With Germany already opposed to any large-scale stimulus program — partly on the grounds that it would relieve pressure on southern Europe’s governments to undertake economic reforms — Berlin is likely to harden its stance further in what is emerging as a dangerous game of chicken between debt relief-seeking Syriza and austerity-focused Germany.

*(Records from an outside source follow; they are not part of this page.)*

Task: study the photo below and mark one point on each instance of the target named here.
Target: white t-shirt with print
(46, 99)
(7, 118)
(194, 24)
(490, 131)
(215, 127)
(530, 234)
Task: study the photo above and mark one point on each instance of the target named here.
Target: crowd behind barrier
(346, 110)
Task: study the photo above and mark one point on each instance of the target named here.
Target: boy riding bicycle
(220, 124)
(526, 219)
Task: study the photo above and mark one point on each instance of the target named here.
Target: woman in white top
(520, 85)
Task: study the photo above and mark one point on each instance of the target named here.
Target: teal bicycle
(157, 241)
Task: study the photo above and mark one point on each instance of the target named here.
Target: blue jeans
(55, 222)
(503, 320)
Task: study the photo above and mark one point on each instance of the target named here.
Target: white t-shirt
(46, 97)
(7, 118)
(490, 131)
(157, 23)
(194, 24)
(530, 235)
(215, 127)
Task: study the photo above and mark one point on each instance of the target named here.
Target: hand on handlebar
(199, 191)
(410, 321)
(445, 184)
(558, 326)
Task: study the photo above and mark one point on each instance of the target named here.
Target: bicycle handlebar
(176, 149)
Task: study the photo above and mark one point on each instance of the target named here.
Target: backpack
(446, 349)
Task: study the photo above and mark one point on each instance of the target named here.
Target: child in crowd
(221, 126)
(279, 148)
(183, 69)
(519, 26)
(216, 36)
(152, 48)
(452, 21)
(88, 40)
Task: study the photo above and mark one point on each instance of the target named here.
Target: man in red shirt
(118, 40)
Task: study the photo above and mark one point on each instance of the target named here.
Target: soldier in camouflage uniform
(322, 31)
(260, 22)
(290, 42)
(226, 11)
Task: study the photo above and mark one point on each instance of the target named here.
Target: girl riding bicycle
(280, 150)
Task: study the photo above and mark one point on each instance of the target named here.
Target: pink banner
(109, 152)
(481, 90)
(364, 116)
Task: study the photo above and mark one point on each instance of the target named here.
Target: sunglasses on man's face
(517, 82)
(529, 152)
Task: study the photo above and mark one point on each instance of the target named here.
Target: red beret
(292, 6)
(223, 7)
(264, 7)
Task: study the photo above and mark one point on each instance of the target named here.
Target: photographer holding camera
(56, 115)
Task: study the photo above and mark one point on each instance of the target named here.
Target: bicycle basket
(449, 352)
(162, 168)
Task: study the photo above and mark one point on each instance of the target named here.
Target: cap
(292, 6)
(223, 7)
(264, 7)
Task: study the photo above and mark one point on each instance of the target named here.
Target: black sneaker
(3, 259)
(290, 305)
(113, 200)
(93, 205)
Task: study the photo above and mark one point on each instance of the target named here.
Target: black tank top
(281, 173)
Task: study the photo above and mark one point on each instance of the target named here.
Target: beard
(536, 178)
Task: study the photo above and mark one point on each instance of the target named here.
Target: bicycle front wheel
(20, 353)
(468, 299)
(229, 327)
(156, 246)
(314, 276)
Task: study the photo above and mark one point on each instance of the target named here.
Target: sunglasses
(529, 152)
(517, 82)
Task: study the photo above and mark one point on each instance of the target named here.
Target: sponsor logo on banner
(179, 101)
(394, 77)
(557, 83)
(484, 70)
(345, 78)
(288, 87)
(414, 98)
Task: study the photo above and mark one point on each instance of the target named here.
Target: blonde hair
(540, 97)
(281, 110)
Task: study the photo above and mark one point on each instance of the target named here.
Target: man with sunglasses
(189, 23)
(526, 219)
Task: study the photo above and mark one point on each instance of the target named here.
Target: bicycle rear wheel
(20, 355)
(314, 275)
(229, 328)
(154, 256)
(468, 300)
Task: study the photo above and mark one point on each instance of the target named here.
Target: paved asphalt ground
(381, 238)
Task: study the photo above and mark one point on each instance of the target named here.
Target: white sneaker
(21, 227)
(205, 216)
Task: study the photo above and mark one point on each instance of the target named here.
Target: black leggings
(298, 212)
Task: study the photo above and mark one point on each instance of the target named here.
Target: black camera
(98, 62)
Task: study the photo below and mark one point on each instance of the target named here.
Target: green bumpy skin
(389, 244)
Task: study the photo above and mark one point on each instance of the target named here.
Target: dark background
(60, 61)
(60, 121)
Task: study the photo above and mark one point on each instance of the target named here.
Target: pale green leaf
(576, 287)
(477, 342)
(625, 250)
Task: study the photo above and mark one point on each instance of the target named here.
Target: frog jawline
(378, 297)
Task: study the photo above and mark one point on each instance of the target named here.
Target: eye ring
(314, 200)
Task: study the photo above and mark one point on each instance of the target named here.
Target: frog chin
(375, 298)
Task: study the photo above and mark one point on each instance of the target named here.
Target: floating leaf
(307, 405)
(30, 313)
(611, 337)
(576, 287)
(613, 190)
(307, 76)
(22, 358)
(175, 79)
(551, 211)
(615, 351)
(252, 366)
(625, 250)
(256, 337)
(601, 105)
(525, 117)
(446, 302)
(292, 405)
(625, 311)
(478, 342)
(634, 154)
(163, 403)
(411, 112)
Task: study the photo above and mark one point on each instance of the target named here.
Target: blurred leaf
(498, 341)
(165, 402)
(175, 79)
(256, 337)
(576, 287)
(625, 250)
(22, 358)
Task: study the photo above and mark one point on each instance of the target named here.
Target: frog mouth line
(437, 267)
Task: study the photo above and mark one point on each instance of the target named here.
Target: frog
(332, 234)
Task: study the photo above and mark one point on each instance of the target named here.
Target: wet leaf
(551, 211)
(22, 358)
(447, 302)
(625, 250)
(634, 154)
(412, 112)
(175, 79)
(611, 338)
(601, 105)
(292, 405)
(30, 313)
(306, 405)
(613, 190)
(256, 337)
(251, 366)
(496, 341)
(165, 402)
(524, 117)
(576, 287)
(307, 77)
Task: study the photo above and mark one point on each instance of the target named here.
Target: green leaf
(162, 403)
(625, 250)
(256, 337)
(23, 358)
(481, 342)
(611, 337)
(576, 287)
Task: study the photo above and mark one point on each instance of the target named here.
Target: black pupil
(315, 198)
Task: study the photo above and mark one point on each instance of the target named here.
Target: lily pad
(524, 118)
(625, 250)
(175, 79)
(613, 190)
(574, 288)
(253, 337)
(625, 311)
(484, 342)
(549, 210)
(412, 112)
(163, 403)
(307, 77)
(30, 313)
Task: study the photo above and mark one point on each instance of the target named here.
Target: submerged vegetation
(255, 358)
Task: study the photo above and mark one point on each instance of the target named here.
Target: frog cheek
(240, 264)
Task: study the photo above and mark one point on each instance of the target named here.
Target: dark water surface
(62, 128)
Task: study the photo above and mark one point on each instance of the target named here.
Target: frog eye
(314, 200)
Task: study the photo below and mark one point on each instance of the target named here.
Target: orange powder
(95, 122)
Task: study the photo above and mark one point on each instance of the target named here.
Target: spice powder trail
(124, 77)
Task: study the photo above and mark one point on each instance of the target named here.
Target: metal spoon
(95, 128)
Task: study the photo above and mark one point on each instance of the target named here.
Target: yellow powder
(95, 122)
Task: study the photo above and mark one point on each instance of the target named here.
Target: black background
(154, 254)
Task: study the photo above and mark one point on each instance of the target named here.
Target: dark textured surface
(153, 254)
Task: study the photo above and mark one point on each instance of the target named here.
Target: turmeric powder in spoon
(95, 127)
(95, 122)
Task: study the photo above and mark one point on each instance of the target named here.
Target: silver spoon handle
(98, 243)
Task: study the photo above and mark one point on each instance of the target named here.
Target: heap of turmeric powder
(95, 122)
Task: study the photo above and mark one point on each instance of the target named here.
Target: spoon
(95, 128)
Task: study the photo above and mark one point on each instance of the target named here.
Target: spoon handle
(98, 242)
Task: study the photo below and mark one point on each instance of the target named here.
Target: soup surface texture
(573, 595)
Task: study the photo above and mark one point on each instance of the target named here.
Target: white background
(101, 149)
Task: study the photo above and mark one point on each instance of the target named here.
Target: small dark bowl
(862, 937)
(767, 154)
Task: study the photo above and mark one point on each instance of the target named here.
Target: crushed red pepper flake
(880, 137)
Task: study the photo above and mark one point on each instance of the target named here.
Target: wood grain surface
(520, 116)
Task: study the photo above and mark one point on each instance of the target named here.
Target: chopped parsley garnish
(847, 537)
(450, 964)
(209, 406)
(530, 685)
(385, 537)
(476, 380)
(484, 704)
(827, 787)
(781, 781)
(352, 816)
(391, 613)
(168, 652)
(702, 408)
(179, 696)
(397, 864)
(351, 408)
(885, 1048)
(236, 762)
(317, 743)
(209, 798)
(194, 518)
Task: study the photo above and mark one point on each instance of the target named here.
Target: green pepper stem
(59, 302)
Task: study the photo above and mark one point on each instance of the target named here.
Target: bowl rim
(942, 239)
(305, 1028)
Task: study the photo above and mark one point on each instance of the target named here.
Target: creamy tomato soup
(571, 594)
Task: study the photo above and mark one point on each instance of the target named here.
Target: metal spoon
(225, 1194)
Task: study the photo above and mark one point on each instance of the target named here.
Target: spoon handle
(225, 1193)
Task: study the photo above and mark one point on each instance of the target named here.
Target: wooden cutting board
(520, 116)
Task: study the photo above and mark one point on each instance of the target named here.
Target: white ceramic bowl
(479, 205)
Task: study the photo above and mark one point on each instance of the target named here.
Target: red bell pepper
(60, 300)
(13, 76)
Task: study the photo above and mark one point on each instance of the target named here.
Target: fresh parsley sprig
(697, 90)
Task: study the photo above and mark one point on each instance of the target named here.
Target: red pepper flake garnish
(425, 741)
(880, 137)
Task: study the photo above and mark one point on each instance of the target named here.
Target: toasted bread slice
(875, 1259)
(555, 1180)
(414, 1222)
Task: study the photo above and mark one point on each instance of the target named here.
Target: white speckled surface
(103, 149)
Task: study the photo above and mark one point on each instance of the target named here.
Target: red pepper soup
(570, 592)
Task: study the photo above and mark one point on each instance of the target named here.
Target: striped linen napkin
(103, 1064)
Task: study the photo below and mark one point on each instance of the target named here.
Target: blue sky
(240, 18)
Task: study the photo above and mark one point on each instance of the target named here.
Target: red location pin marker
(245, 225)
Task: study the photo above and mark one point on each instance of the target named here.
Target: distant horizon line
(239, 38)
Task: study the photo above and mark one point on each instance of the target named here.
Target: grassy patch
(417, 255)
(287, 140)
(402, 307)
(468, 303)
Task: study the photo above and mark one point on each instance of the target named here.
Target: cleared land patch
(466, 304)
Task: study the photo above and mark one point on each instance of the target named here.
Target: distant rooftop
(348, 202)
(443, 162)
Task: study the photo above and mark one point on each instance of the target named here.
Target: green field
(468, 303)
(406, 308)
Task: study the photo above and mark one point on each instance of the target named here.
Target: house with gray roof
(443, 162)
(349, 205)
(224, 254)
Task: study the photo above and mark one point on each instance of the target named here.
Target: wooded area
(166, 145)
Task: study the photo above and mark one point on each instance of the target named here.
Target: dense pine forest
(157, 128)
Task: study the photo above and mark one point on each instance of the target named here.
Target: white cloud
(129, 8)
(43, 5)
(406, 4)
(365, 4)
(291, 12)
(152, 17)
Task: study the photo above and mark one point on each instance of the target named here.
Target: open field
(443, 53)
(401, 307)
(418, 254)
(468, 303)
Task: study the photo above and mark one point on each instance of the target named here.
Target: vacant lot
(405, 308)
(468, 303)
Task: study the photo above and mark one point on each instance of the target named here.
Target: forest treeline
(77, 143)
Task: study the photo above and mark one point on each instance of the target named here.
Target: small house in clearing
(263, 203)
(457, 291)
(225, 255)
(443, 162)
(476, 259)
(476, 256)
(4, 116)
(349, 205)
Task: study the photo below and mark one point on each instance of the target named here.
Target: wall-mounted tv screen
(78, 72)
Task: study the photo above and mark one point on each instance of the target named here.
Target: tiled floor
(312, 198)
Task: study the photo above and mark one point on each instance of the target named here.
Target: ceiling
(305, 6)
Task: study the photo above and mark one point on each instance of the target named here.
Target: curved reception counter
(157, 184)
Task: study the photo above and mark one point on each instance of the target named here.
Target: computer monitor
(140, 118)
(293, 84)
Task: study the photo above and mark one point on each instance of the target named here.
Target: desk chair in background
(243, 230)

Berlin should be careful what it wishes for. Germany’s negotiating stance is strongest when it is able take a hard line toward Greece without worrying about the risk of contagion to other eurozone countries. Indeed, the resilience of southern Europe’s bond markets has already tempted some members of Chancellor Angela Merkel’s ruling party to claim that Greece no longer poses a threat to the stability of the eurozone, suggesting that a Grexit would be more manageable this time around. (While Spanish and Italian bond markets may be a lot more resilient this time around, they would almost certainly come under more pressure if Greece were forced out, creating a dangerous precedent for other countries, like Italy, that may be tempted to do the same.)
While this is mostly brinkmanship ahead of Greece’s election, it is loose talk given Germany’s opposition to a program involving major purchases of government bonds by the ECB, the expectation of which is the main reason why Spanish and Italian debt markets have remained calm.
If its opposition to full-blown QE undermines the perceived credibility of such a program — and there are signs that this has already happened, with the ECB likely to be forced to make a key concession to Berlin in which the bonds of respective eurozone countries will be bought by national central banks — then it will cause market sentiment toward the rest of southern Europe to deteriorate, making it more dangerous for Berlin to clash with a Syriza-led government. Fears about a Grexit would become more intense and the eurozone could once again be at risk of suffering the turmoil of 2012.
The only way forward appears to be some form of grand bargain in which Greece’s creditors grant Athens meaningful debt relief in exchange for a commitment from Syriza to stick to the path of economic reform. This could involve a much longer extension of the maturities on Greece’s debts and cutting the country more slack on fiscal policy in exchange for the swifter implementation of structural reforms, such as curbing tax evasion. Yet even this would likely prove difficult and involve months of political uncertainty, given that Syriza is unlikely to prove as pliant and pragmatic as markets expect, while Berlin will be wary of granting Greece concessions that could embolden other anti-austerity parties in Europe — in particular the far-left Podemos party in Spain.
Investors are hoping that ECB President Draghi will save the day by devising a QE program that is both acceptable to Germany and large enough to pacify markets. This could involve significantly larger purchases of government bonds than the 500 to 600 billion euros expected by markets in exchange for much more limited risk-sharing.
Yet what matters most right now is whether Tsipras and Merkel can find a mutually acceptable compromise in which Syriza moderates its stance on economic policy and Germany agrees to meaningful debt relief for Greece. The jury is still very much out on this.